Hut site, Gleann Seanchoirp, Co. Kerry
Co. Kerry |
Settlement Sites
In a valley on the Dingle Peninsula whose Irish name, Gleann Seanchoirp, translates roughly as the glen of the old body, a cluster of drystone structures sits among rough, rocky ground.
Drystone construction uses no mortar; stones are carefully selected and stacked so that their own weight and interlocking shapes hold the wall together. What makes this particular group of remains quietly arresting is not any single feature but the combination of setting and survival: the structures occupy what appears to have been a functioning field system, suggesting that people did not merely pass through this landscape but organised and worked it over a sustained period.
Among the structures recorded here is a pair of conjoined circular huts, set about six metres to the north of another feature within the same complex.
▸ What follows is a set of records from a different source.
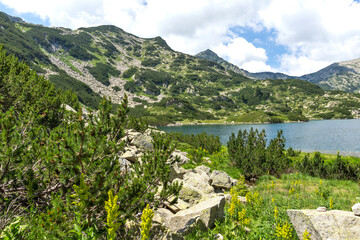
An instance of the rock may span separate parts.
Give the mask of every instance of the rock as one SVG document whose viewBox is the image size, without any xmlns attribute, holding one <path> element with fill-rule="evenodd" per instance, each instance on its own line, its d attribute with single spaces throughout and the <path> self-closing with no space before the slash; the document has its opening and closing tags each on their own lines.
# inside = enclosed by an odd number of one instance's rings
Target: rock
<svg viewBox="0 0 360 240">
<path fill-rule="evenodd" d="M 153 221 L 159 222 L 159 223 L 165 223 L 169 221 L 170 217 L 172 217 L 174 214 L 165 208 L 159 208 L 155 211 Z"/>
<path fill-rule="evenodd" d="M 192 185 L 198 191 L 203 192 L 204 194 L 215 193 L 215 189 L 209 185 L 210 178 L 206 172 L 200 171 L 196 173 L 187 171 L 183 179 L 185 183 Z"/>
<path fill-rule="evenodd" d="M 214 197 L 176 213 L 166 225 L 171 231 L 182 232 L 194 219 L 200 218 L 206 228 L 212 228 L 216 220 L 224 219 L 224 206 L 225 197 Z"/>
<path fill-rule="evenodd" d="M 218 233 L 218 234 L 214 235 L 214 239 L 215 240 L 224 240 L 224 237 L 220 233 Z"/>
<path fill-rule="evenodd" d="M 177 163 L 174 163 L 170 166 L 170 181 L 173 181 L 176 178 L 183 179 L 186 170 L 182 167 L 179 167 Z"/>
<path fill-rule="evenodd" d="M 204 165 L 198 166 L 194 170 L 195 170 L 196 173 L 199 173 L 199 174 L 204 174 L 205 173 L 208 177 L 210 177 L 210 175 L 211 175 L 211 169 L 209 167 L 204 166 Z"/>
<path fill-rule="evenodd" d="M 125 136 L 128 138 L 129 142 L 139 135 L 141 135 L 141 133 L 136 132 L 134 129 L 125 129 Z"/>
<path fill-rule="evenodd" d="M 203 193 L 187 182 L 183 182 L 183 186 L 179 192 L 179 198 L 191 205 L 197 204 L 203 198 Z"/>
<path fill-rule="evenodd" d="M 62 107 L 64 107 L 66 111 L 77 113 L 75 109 L 67 104 L 63 104 Z"/>
<path fill-rule="evenodd" d="M 210 176 L 210 183 L 213 187 L 230 190 L 236 180 L 232 179 L 227 173 L 214 170 Z"/>
<path fill-rule="evenodd" d="M 182 165 L 182 164 L 188 163 L 190 161 L 190 159 L 186 155 L 187 155 L 186 152 L 181 152 L 179 150 L 175 150 L 171 153 L 170 159 L 173 160 L 176 157 L 178 157 L 178 160 L 179 160 L 178 163 L 180 165 Z"/>
<path fill-rule="evenodd" d="M 326 207 L 318 207 L 316 209 L 316 211 L 318 211 L 318 212 L 326 212 Z"/>
<path fill-rule="evenodd" d="M 137 161 L 136 153 L 134 153 L 132 151 L 125 152 L 123 155 L 121 155 L 121 157 L 125 158 L 126 160 L 129 160 L 130 162 L 133 162 L 133 163 Z"/>
<path fill-rule="evenodd" d="M 126 160 L 125 158 L 120 157 L 119 158 L 119 163 L 120 163 L 120 171 L 130 171 L 130 166 L 131 166 L 131 162 Z"/>
<path fill-rule="evenodd" d="M 169 200 L 169 202 L 165 202 L 164 204 L 166 205 L 166 207 L 168 209 L 170 209 L 174 213 L 177 213 L 177 212 L 179 212 L 181 210 L 185 210 L 185 209 L 190 207 L 189 203 L 183 201 L 180 198 L 177 200 L 177 203 L 175 203 L 173 205 L 170 205 L 170 200 Z"/>
<path fill-rule="evenodd" d="M 352 206 L 352 211 L 355 216 L 360 216 L 360 203 L 356 203 L 354 206 Z M 359 226 L 360 228 L 360 226 Z"/>
<path fill-rule="evenodd" d="M 139 134 L 134 136 L 131 144 L 138 147 L 142 151 L 151 151 L 154 149 L 152 141 L 153 139 L 149 135 Z"/>
<path fill-rule="evenodd" d="M 360 239 L 360 218 L 352 212 L 332 210 L 287 210 L 291 223 L 300 239 L 305 229 L 312 240 Z"/>
</svg>

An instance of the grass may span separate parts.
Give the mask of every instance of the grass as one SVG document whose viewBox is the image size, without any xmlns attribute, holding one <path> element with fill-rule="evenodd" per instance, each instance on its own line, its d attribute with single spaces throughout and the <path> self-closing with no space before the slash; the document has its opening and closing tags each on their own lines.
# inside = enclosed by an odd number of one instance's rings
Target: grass
<svg viewBox="0 0 360 240">
<path fill-rule="evenodd" d="M 186 145 L 180 147 L 189 151 Z M 305 153 L 301 153 L 297 158 L 304 155 Z M 225 146 L 219 152 L 205 156 L 208 158 L 206 161 L 186 164 L 184 167 L 194 168 L 204 164 L 212 170 L 225 171 L 233 178 L 240 178 L 241 173 L 227 158 Z M 336 158 L 336 155 L 331 154 L 322 156 L 330 162 Z M 349 161 L 360 160 L 355 157 L 344 158 Z M 301 173 L 283 174 L 280 178 L 264 175 L 247 194 L 246 204 L 234 201 L 226 203 L 223 222 L 218 222 L 215 228 L 208 231 L 196 230 L 187 235 L 186 239 L 214 239 L 216 234 L 221 234 L 224 239 L 298 239 L 287 216 L 287 209 L 316 209 L 325 206 L 328 210 L 351 211 L 351 207 L 359 201 L 356 199 L 360 197 L 359 184 Z M 233 214 L 229 212 L 232 204 L 236 205 Z"/>
<path fill-rule="evenodd" d="M 315 155 L 315 152 L 307 153 L 307 152 L 300 152 L 297 156 L 289 157 L 292 162 L 297 162 L 305 157 L 305 155 L 308 155 L 310 158 L 313 158 Z M 324 159 L 325 163 L 332 164 L 336 158 L 336 154 L 327 154 L 327 153 L 321 153 L 321 157 Z M 341 158 L 351 164 L 359 164 L 360 158 L 354 157 L 354 156 L 341 156 Z"/>
</svg>

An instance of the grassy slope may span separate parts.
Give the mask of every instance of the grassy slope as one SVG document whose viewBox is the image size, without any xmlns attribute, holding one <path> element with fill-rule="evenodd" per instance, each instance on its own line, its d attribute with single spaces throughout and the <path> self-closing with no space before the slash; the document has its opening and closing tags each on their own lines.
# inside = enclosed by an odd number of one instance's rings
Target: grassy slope
<svg viewBox="0 0 360 240">
<path fill-rule="evenodd" d="M 183 148 L 183 150 L 188 150 Z M 303 157 L 304 153 L 297 158 Z M 335 160 L 336 155 L 322 154 L 325 161 Z M 234 168 L 227 158 L 227 149 L 222 147 L 221 151 L 213 155 L 207 155 L 210 161 L 198 164 L 187 164 L 186 168 L 193 168 L 196 165 L 205 164 L 213 170 L 227 172 L 231 177 L 239 179 L 241 173 Z M 191 157 L 190 157 L 191 158 Z M 296 160 L 297 158 L 292 158 Z M 354 163 L 360 163 L 360 158 L 343 157 Z M 260 177 L 251 189 L 255 197 L 252 204 L 240 204 L 238 211 L 245 209 L 246 218 L 250 223 L 246 225 L 251 229 L 249 233 L 244 231 L 244 226 L 238 220 L 238 216 L 230 216 L 226 211 L 225 221 L 207 232 L 196 231 L 187 236 L 187 239 L 213 239 L 215 234 L 222 234 L 225 239 L 278 239 L 276 229 L 290 222 L 287 209 L 316 209 L 319 206 L 326 206 L 328 209 L 351 211 L 351 207 L 358 201 L 360 196 L 360 183 L 347 180 L 320 179 L 305 174 L 291 173 L 284 174 L 280 178 L 265 175 Z M 291 190 L 291 191 L 289 191 Z M 257 200 L 256 200 L 257 199 Z M 330 200 L 331 199 L 331 200 Z M 330 201 L 332 206 L 330 207 Z M 229 203 L 225 209 L 229 209 Z M 275 207 L 278 216 L 275 217 Z M 291 227 L 288 232 L 291 237 L 298 239 L 295 230 Z"/>
<path fill-rule="evenodd" d="M 351 118 L 351 110 L 360 108 L 360 95 L 324 92 L 301 80 L 253 81 L 217 63 L 175 52 L 160 37 L 142 39 L 115 26 L 71 31 L 15 24 L 2 15 L 0 20 L 6 27 L 0 33 L 5 49 L 40 72 L 52 71 L 50 79 L 58 87 L 73 88 L 93 108 L 100 99 L 97 92 L 115 99 L 125 89 L 130 102 L 140 103 L 130 114 L 151 124 Z M 75 75 L 86 76 L 75 62 L 85 66 L 106 91 L 94 91 L 69 76 L 50 56 Z"/>
</svg>

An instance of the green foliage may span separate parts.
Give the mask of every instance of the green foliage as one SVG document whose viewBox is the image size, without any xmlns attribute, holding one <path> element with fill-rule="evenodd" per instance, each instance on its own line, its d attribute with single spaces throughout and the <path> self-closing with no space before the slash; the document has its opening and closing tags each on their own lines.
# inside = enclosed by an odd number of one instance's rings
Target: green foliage
<svg viewBox="0 0 360 240">
<path fill-rule="evenodd" d="M 101 237 L 110 189 L 117 192 L 120 238 L 129 237 L 125 222 L 147 203 L 156 207 L 170 196 L 176 201 L 181 185 L 170 183 L 168 159 L 174 149 L 170 139 L 154 135 L 154 150 L 142 157 L 141 164 L 125 167 L 118 160 L 128 121 L 126 96 L 115 114 L 106 99 L 86 117 L 81 108 L 65 112 L 61 106 L 66 95 L 15 58 L 2 55 L 2 60 L 0 70 L 11 77 L 1 79 L 1 101 L 6 104 L 0 112 L 0 214 L 24 215 L 30 209 L 24 238 Z M 33 81 L 33 88 L 27 81 Z M 35 93 L 40 100 L 29 97 Z"/>
<path fill-rule="evenodd" d="M 129 116 L 129 119 L 127 122 L 127 128 L 134 129 L 137 132 L 145 132 L 145 130 L 149 128 L 149 125 L 142 118 L 136 118 L 136 117 Z"/>
<path fill-rule="evenodd" d="M 360 164 L 350 163 L 344 160 L 338 153 L 335 161 L 325 163 L 324 158 L 319 152 L 315 152 L 313 157 L 306 154 L 296 162 L 296 168 L 311 176 L 322 178 L 349 179 L 357 181 L 360 178 L 358 169 Z"/>
<path fill-rule="evenodd" d="M 161 63 L 160 59 L 147 58 L 141 62 L 141 65 L 144 67 L 156 67 L 160 63 Z"/>
<path fill-rule="evenodd" d="M 276 138 L 266 147 L 265 130 L 239 130 L 233 133 L 227 143 L 229 159 L 247 178 L 265 173 L 280 175 L 289 167 L 289 160 L 284 154 L 285 138 L 278 131 Z"/>
<path fill-rule="evenodd" d="M 1 240 L 22 239 L 27 225 L 21 225 L 22 218 L 15 217 L 13 221 L 6 226 L 0 234 Z"/>
<path fill-rule="evenodd" d="M 219 136 L 208 135 L 206 132 L 196 135 L 182 132 L 169 132 L 166 134 L 175 142 L 187 143 L 194 149 L 203 149 L 210 154 L 218 152 L 221 148 Z"/>
<path fill-rule="evenodd" d="M 50 75 L 49 80 L 62 90 L 72 89 L 84 105 L 93 109 L 98 108 L 101 101 L 100 95 L 85 83 L 67 75 L 65 71 L 60 70 L 58 75 Z"/>
<path fill-rule="evenodd" d="M 138 68 L 131 67 L 123 72 L 122 77 L 123 78 L 131 78 L 137 71 L 138 71 Z"/>
<path fill-rule="evenodd" d="M 96 80 L 104 84 L 105 86 L 109 86 L 109 78 L 110 76 L 118 77 L 121 72 L 110 64 L 104 63 L 96 63 L 94 67 L 86 67 L 90 74 L 94 76 Z"/>
</svg>

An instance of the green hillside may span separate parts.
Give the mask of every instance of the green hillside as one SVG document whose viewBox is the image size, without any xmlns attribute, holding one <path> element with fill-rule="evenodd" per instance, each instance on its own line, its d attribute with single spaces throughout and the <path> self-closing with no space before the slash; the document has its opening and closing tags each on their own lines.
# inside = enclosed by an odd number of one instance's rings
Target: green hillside
<svg viewBox="0 0 360 240">
<path fill-rule="evenodd" d="M 0 13 L 0 42 L 81 103 L 102 96 L 151 124 L 306 121 L 352 118 L 359 95 L 328 92 L 301 80 L 254 81 L 218 63 L 173 51 L 161 37 L 115 26 L 70 30 L 12 21 Z"/>
</svg>

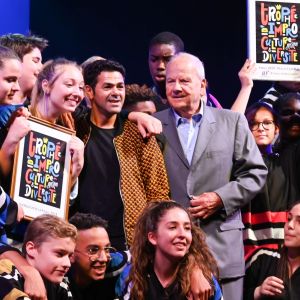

The two huts are small, one measuring roughly two and a half metres in diameter and the other around four metres, with surviving wall height of approximately one metre. Both are very poorly preserved, their forms only just legible in the terrain. The site was documented by J. Cuppage in the 1986 Corca Dhuibhne archaeological survey of the Dingle Peninsula, a detailed regional study that catalogued the extraordinary density of early remains across this part of County Kerry. No precise date has been assigned to the huts, which is not unusual for drystone structures of this kind; without excavation, such features are difficult to place in any specific period.
The notes give very little by way of visitor access or approach, and the terrain is described as rough and rocky, which in this part of Kerry tends to mean precisely that.